To Schmoeller, the Thompsons combine technical prowess with a "unique comedic view of things" -- a comedic view that also appealed to Brenden general manager Josh Threatt, who helped bring "Thor" back following its CineVegas debut. ("Thor" also played at two Asian festivals: the Singapore International and the World Comedy festival in Bangkok.)

"I've seen it twice -- I love the movie," Threatt says, praising its "quirky, funny" qualities.

"Thor" also enables the Thompsons, Southern Nevada natives, to show a different side of Las Vegas than moviegoers usually see.

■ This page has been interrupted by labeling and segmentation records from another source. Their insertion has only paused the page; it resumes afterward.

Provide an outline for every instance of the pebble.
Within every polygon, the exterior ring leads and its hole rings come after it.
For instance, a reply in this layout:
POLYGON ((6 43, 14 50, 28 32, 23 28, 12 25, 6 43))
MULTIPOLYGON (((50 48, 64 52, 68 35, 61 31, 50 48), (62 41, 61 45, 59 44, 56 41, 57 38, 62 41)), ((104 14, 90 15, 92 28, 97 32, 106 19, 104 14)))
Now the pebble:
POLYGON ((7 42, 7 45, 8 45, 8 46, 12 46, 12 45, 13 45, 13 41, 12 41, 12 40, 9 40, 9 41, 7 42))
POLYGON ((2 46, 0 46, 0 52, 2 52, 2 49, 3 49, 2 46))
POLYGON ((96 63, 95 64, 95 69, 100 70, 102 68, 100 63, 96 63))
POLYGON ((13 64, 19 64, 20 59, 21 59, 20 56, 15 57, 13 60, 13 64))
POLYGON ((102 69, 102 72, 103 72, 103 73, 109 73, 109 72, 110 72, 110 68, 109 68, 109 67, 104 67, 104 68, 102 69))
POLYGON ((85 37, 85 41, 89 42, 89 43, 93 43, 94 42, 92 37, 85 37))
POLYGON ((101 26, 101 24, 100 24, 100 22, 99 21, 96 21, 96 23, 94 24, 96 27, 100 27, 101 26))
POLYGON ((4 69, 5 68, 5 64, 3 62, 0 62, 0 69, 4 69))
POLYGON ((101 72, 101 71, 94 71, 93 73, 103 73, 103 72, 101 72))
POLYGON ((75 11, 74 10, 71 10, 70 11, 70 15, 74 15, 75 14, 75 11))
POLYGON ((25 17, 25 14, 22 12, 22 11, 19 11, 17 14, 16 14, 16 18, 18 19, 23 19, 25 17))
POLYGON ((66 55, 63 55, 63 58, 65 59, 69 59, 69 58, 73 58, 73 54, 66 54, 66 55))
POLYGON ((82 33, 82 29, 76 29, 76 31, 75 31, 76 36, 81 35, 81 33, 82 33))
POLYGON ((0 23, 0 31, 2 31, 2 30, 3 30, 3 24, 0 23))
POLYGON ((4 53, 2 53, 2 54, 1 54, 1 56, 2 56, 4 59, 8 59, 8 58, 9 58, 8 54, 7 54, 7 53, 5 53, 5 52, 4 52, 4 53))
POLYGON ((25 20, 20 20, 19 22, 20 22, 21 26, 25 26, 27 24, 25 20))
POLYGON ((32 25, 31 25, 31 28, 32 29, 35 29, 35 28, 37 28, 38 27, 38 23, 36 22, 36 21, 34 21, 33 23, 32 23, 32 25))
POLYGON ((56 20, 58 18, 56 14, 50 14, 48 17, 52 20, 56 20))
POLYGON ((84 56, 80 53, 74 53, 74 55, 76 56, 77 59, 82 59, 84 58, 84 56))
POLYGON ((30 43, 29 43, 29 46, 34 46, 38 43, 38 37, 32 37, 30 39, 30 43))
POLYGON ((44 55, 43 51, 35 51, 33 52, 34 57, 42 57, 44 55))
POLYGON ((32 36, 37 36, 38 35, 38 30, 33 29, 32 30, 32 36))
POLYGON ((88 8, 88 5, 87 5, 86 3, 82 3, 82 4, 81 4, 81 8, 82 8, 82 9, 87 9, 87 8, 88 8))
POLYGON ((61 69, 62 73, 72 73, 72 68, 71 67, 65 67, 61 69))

After all, "locals aren't that excited to see movies about alcoholics on the Strip," Jerry maintains, describing visiting Vegas productions -- generally heavy on neon-lit Strip montages -- as "shot by tourists, for tourists."

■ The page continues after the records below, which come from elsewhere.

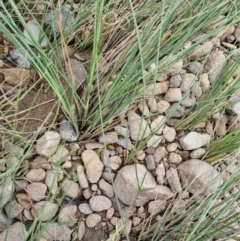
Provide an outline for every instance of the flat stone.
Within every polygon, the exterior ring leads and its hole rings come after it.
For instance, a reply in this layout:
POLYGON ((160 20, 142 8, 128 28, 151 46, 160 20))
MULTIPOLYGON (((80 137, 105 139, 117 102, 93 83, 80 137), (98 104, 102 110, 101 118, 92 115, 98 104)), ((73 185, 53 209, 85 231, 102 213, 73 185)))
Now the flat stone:
POLYGON ((109 209, 112 206, 112 202, 105 196, 96 195, 89 200, 89 205, 94 212, 101 212, 109 209))
POLYGON ((44 135, 37 140, 36 151, 42 156, 51 156, 58 147, 60 135, 54 131, 46 131, 44 135))
POLYGON ((114 181, 115 189, 120 201, 126 205, 142 206, 150 200, 165 199, 172 195, 169 188, 158 186, 155 178, 144 165, 128 165, 118 171, 114 181), (138 183, 141 183, 139 192, 138 183))
POLYGON ((104 135, 98 138, 98 141, 103 144, 105 143, 106 145, 114 144, 118 141, 117 132, 112 131, 112 132, 105 133, 104 135))
POLYGON ((86 219, 86 225, 89 228, 93 228, 101 222, 101 219, 102 218, 100 215, 98 215, 96 213, 92 213, 92 214, 88 215, 88 217, 86 219))
POLYGON ((164 96, 164 99, 168 102, 177 102, 182 99, 182 93, 180 88, 169 88, 164 96))
POLYGON ((179 143, 184 150, 194 150, 209 144, 211 136, 208 134, 199 134, 195 131, 179 139, 179 143))
POLYGON ((49 201, 40 201, 33 205, 32 215, 39 216, 41 221, 51 220, 58 211, 58 205, 49 201))
POLYGON ((171 187, 173 192, 181 192, 182 191, 180 179, 179 179, 177 170, 175 168, 170 167, 170 169, 167 170, 166 178, 167 178, 168 184, 171 187))
POLYGON ((56 194, 58 190, 58 173, 55 170, 49 170, 46 172, 45 184, 52 194, 56 194))
POLYGON ((93 150, 85 150, 82 153, 82 160, 86 168, 87 179, 90 183, 96 183, 102 176, 103 163, 93 150))
POLYGON ((208 192, 214 192, 223 182, 220 177, 214 181, 219 176, 219 172, 208 163, 198 159, 191 159, 181 163, 178 166, 178 173, 182 186, 192 194, 205 187, 208 192))
POLYGON ((103 191, 103 194, 109 198, 114 196, 114 191, 112 185, 107 183, 104 179, 100 179, 98 182, 99 188, 103 191))
POLYGON ((32 182, 41 182, 45 179, 46 172, 42 168, 31 169, 26 178, 32 182))
POLYGON ((148 212, 152 215, 156 215, 166 208, 165 200, 154 200, 148 203, 148 212))
POLYGON ((82 194, 82 189, 78 183, 75 183, 71 180, 64 179, 62 182, 63 193, 70 198, 77 198, 82 194))
POLYGON ((84 234, 85 234, 85 223, 82 221, 79 223, 79 226, 78 226, 78 240, 82 240, 84 234))
POLYGON ((27 185, 29 197, 34 201, 40 201, 46 198, 47 186, 41 182, 33 182, 27 185))
POLYGON ((152 121, 150 125, 151 130, 155 134, 161 135, 164 128, 165 121, 166 121, 165 116, 163 115, 158 116, 154 121, 152 121))
POLYGON ((77 223, 77 206, 76 205, 68 205, 62 207, 59 211, 58 222, 64 222, 68 227, 72 227, 75 223, 77 223), (67 223, 67 224, 66 224, 67 223))
POLYGON ((62 120, 60 122, 59 133, 60 133, 61 139, 65 140, 67 142, 77 141, 76 131, 74 130, 71 123, 67 120, 62 120))
POLYGON ((14 192, 14 183, 11 177, 6 177, 0 185, 0 208, 2 208, 12 197, 14 192))
POLYGON ((23 241, 26 235, 26 227, 22 222, 16 222, 0 233, 0 240, 23 241))
POLYGON ((91 214, 91 213, 93 213, 93 210, 90 208, 88 203, 81 203, 78 206, 78 209, 83 214, 91 214))
POLYGON ((72 230, 67 225, 48 223, 42 236, 47 240, 70 241, 71 235, 72 230))
POLYGON ((151 133, 147 121, 133 111, 128 112, 128 122, 130 137, 134 141, 145 139, 151 133))
POLYGON ((4 206, 4 210, 9 218, 16 218, 23 211, 23 206, 14 199, 4 206))
POLYGON ((23 34, 25 35, 26 41, 29 45, 36 47, 34 42, 41 41, 41 47, 45 48, 47 46, 48 40, 43 29, 36 20, 30 20, 27 22, 27 28, 24 29, 23 34))
POLYGON ((9 51, 10 58, 17 64, 19 68, 30 69, 30 62, 18 49, 9 51))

Instead, "we really wanted to show the really bizarre suburbs" that dot the Southern Nevada landscape, Mike says. "It's almost like we're on Mars and trying to plant this suburban world" in the middle of "stark, barren dirt."

If "Thor" does well at the Palms, it may play additional theaters in other cities next year. (A Halloween DVD release is planned; for details, check the movie's Web site, thoratthebusstop.com.)

In the meantime, the Thompsons have been busy promoting "Thor's" local run -- for the past few weekends, Jerry has donned his Thor regalia to pose for photos in the Brenden lobby.

And they're planning their next feature, which they also intend to film in Southern Nevada.

"Vegas is a very, very, very film-friendly city," Jerry points out. "It's like you're a bunny and Las Vegas is a bunch of elementary school kids in a classroom who think you're neat and want to pet you, where L.A. is a vegetable patch -- and they want to get rid of you."